L’aide humanitaire était devenu nécessaire pour environ 32 millions d’habitants de ces territoires en raison du manque de nourriture. Le FSIN rappelle également qu’en 2016, quelques 108 millions de personnes étaient en situation d’insécurité alimentaire dans au moins 48 pays. Si l’on prend en compte les chiffres dans les rapports du réseau international de 2016 et 2017, cela représente à présent 16 millions de plus recensés dans 45 territoires. Il y a une de 11 % du nombre de personnes nécessitant une aide d’urgence pour survivre, protéger leurs moyens de subsistance ou combattre la malnutrition. Cette augmentation résulte des conflits récents ou prolongés au Yémen, au Nigeria et au Soudan du Sud, de même qu’en Birmanie ou en RDC, dont la situation humanitaire s’est fortement dégradée l’année écoulée en raison de tensions communautaires au Sud Kivu et au Kassaï. Du fait de la sécheresse récurrente, les mauvaises récoltes n’ont pas permis de juguler la grande insécurité alimentaire sévissant en Afrique de l’est et du sud en particulier.

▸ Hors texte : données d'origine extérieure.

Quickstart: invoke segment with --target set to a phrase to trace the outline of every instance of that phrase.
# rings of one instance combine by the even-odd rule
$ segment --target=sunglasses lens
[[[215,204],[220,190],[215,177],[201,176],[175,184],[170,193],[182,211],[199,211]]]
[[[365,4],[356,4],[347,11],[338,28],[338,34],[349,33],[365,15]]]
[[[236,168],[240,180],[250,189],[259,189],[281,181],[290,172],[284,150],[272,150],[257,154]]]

 Le rapport de 2017 désigne comme principaux facteurs de crises d’une part les conflits et les bouleversements climatiques d’autre part. 74 millions de personnes connaissent l’incertitude et la détresse à cause des conflits et 39 millions d’habitants de 23 pays sont affectés par les bouleversements climatiques. Les endroits affectés par de fortes sécheresses souffrent d’un accès limité à la nourriture ainsi qu’aux soins de santé, à l’eau potable et aux sanitaires. La malnutrition est particulièrement très prononcée dans ces régions comme le nord du Kenya, la province pakistanaise de Sindh et certaines provinces d’Ethiopie et de Madagascar. Le rapport indique par ailleurs que de nombreux enfants âgés de moins de deux ans manquent de compléments notionnels minimums pour favoriser une croissance et un développement optimal.  Le FSIN conclut son rapport en citant la sécheresse et les violences comme probables premières causes de l’insécurité alimentaires en 2018. La bonne production céréalière de 2017 conjuguée à la baisse du prix des denrées alimentaires constituent le point positif dudit rapport en ce qui concerne particulièrement la situation dans le sud de l’Afrique.